One of the things — and it’s probably why I didn’t watch it — was that I feel like we got complacent. And not taking anything away from Kentucky, because they were incredible — Jamal Mashburn was great.

But we were up double-figures with 10 minutes left in the game, we got a little complacent and left the door open. That’s a spot where typically we took care of business all season. This time we didn’t and almost hurt our chances of making history.

Coach K was spectacular in that huddle. Laettner was just brilliant all game and at the end there with that incredible shot. It’s certainly one of the iconic moments in [NCAA] history. Grateful to have been a part of that.

What was your initial impetus for teaming up with Philips Norelco?

Really excited about this campaign because it’s appealing to young college basketball fans. I remember being a first-time shaver wasn’t a pleasant experience for me, so to be able to provide this easier blade for young shavers is fantastic.

Also, I’m middle-aged now, I’m not a first-time shaver, and Philips Norelco is emphasizing the importance of men taking care of themselves. Mental, physical, emotional health. Really exciting to align with them on all of that.

Any crazy facial hair planned for the tournament?

[Laughs and shows off beard] This is about as crazy as it gets. I’ll post something for sure, and I’ll participate. But I don’t think Jim Nantz would like me to be too crazy while I’m calling games with him. So I’ll leave it at this.

What was it like to attend Coach K’s final home game?

The leadup to the game was overwhelming. For the entire season, but particularly in the days leading up to that moment, there was so much coverage, almost like a Final Four. To be in the building — the energy was palpable. It was unlike anything I’ve ever experienced in Cameron, and I experienced some amazing moments.

When the game started, you could just feel it in the building. I told my wife that I’m not sure if I were 19, 20 years old, I’d be able to play at a high level in this kind of environment. And she said, “Well, didn’t you play in three Final Fours?” And I said, “Yeah, but this is different.”
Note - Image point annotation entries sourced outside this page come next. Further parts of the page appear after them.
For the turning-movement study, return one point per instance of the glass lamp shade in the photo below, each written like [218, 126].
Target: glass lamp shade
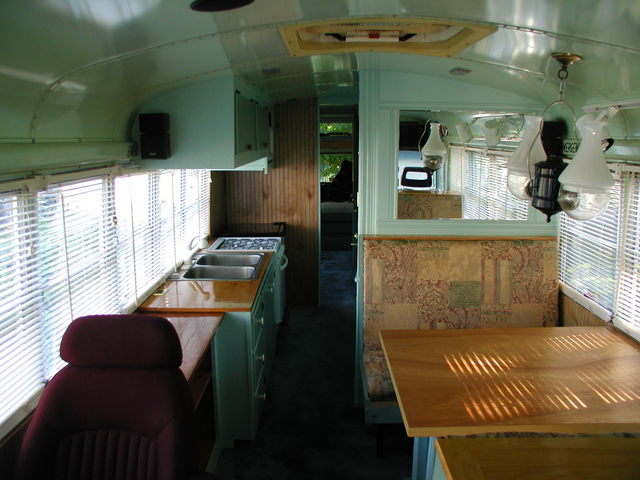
[582, 206]
[529, 152]
[434, 153]
[586, 181]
I’m not surprised that we didn’t play well. North Carolina was fantastic and did exactly what they needed to do to secure a win. It was incredible but also hard to focus on getting the job done and winning. Even though the team lost, it didn’t take away from one of the great moments in Duke basketball history — and one of the saddest, too.

How do you feel about Duke’s prospects of winning it all this year?
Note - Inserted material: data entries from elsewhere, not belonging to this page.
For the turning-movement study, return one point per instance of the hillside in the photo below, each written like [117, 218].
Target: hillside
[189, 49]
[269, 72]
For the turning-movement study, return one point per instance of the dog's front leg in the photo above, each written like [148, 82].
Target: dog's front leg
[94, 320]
Oh yeah, I love it. I pick Duke to win every year, I don’t hide from that. I’m a Dukie, you know that, I know that, everyone knows that. So I always pull for them, and every five or six years or so, I look really good.
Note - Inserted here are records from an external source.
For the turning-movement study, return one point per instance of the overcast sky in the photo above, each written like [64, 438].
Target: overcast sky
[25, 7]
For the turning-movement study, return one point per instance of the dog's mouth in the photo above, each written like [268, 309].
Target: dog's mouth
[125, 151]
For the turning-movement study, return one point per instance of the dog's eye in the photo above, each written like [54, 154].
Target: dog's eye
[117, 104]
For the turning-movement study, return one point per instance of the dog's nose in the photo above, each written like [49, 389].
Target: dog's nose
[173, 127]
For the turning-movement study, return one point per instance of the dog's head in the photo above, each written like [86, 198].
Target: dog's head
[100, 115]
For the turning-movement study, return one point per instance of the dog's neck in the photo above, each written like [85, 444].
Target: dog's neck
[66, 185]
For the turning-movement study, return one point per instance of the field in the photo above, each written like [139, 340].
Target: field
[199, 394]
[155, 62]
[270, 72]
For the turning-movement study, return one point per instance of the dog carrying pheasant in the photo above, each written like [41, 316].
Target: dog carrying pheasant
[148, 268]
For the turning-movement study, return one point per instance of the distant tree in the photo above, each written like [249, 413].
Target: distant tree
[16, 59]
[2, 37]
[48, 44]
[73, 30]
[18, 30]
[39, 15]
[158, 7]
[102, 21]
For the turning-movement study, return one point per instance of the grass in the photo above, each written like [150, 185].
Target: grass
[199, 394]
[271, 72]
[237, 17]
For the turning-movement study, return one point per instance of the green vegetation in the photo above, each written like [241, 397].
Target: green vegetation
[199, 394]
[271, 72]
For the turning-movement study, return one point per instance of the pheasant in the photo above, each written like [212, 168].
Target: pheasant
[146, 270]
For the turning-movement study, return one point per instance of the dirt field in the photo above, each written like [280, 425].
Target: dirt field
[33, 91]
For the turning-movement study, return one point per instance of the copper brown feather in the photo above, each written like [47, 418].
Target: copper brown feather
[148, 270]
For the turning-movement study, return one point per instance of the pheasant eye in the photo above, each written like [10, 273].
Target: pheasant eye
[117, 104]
But I do think this year’s team — despite the performance against Carolina, despite what happened in the ACC tournament — has the ability and the talent. These guys have had, as Coach said, an acceptable season. There’s no better coach in terms of getting a team prepped and ready for a long tournament run and ultimately a championship.

So it’s not easy, but if they made it to the Final Four, I wouldn’t be the least bit surprised. I’d be very happy, but I wouldn’t be surprised at all.